I wrote the following article for the newsletter at work and felt it worth repeating.
The Retro Kitchen
It’s cool to have a retro kitchen, and I’m not just talking about your décor. I’m talking about the food you find there.
Remember the days of the neighborhood markets, produce at its peak, and being able to track the season by the food on the table? Technology makes most produce available all year and most of us are used to that. But with the green movement and an emphasis on using our resources well, approaching food as we did in the good old days is now all the rage.
If you are like me at all, calling something “green” or telling me “it’s the cool thing to do” is not enough to motivate me to change my ways. However, there are some legitimate reasons for eating local and seasonal food.
1) Shopping for local produce and products supports your local economy directly, specifically the local farmer.
2) Just off the vine (or tree or bush or from the ground) is best. The longer produce is ripening naturally, the higher the nutritional value. And, the less time off the vine for the nutritional value to decrease, the better. If you can’t get it from your garden, the next best is the local produce that is only hours old.
3) Bottom line: fresh produce just tastes better.
So here are few places to shop locally, locally:
Alabama Farmers’ Market
This market has history. Eighteen individuals started the Jefferson County Truck Growers Association in 1921. In 2010, there are 207 growers, all growing in the state of Alabama. The Alabama Farmers’ Market at 344 Finley Ave West is open 24 hours a day, 7 days a week, year round. However, most vendors are open 5am-8pm in the summer and 6am-5pm in the off-season.
phone: 205-802-2100 x230
Located around the intersection of 2nd Ave South and 29th Street downtown Birmingham, this market often offers live music and cooking demonstrations in addition to goods for sale. Pepper Place hosts different markets from Spring – Fall. This year, their Saturday market continues weekly through October 9th, 7am – noon, rain or shine. Their Harvest and Holiday markets begin October 16th.
East Lake Market at South Lake UMC
Produce, plants, and other products can be found at this market. It is open Saturdays in May to October from 7am-noon in the parking lot of South East Lake United Methodist Church (7769 2nd Ave South, B’ham, 35206). This may be your scene if you live nearby or are looking for something with a neighborhood feel.

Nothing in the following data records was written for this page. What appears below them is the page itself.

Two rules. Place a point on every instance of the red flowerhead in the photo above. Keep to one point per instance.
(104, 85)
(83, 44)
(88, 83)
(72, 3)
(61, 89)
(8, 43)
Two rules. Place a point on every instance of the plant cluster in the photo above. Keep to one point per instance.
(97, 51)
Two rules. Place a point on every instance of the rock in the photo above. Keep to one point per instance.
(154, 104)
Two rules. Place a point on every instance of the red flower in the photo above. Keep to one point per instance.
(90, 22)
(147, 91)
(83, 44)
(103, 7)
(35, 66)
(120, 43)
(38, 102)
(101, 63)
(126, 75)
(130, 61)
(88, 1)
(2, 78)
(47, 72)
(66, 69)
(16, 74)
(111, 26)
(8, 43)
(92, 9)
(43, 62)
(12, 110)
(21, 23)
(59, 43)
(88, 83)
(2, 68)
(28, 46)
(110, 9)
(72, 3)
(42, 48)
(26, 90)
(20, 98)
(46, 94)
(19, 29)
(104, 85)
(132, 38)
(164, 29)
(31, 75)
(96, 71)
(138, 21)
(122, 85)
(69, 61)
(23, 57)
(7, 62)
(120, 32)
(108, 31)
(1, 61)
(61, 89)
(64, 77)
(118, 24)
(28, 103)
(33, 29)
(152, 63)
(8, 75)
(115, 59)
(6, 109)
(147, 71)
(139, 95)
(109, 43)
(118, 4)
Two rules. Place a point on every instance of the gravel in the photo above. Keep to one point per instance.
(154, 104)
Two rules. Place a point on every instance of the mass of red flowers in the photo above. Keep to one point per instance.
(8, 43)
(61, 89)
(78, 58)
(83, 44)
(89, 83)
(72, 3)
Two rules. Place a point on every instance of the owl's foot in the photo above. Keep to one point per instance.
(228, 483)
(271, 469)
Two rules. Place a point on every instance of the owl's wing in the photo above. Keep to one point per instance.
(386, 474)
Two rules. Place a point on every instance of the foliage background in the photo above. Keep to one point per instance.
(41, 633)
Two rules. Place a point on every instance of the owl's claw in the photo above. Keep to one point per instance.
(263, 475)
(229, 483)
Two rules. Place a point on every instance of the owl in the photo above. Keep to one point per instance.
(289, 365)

Other markets can be located by a simple internet search, a glance through the yellow pages, or asking a neighbor. Just remember to take cash with you.
Shopping locally at a market can be a great outing with family or friends. You may even want to make an outing to a local berry farm to pick your produce! Check into area farms by calling or visit this website for a list, then call for hours and details: http://www.pickyourown.org/ALbham.htm.
To find out what foods are at their peak any time of year, ask someone at a market or go to http://www.simplesteps.org/eat-local. Click on the “Produce in Season” tab, then on your area.
If you can’t make it to a farm or market, or you crave strawberries in the dead of winter, do not feel guilty. Eating fruits and vegetables is the key regardless of when or where you get them, and the produce at your favorite grocery store is trustworthy. If shopping the farm or market is doable for you, enjoy the fun, the nostalgia, and your retro kitchen.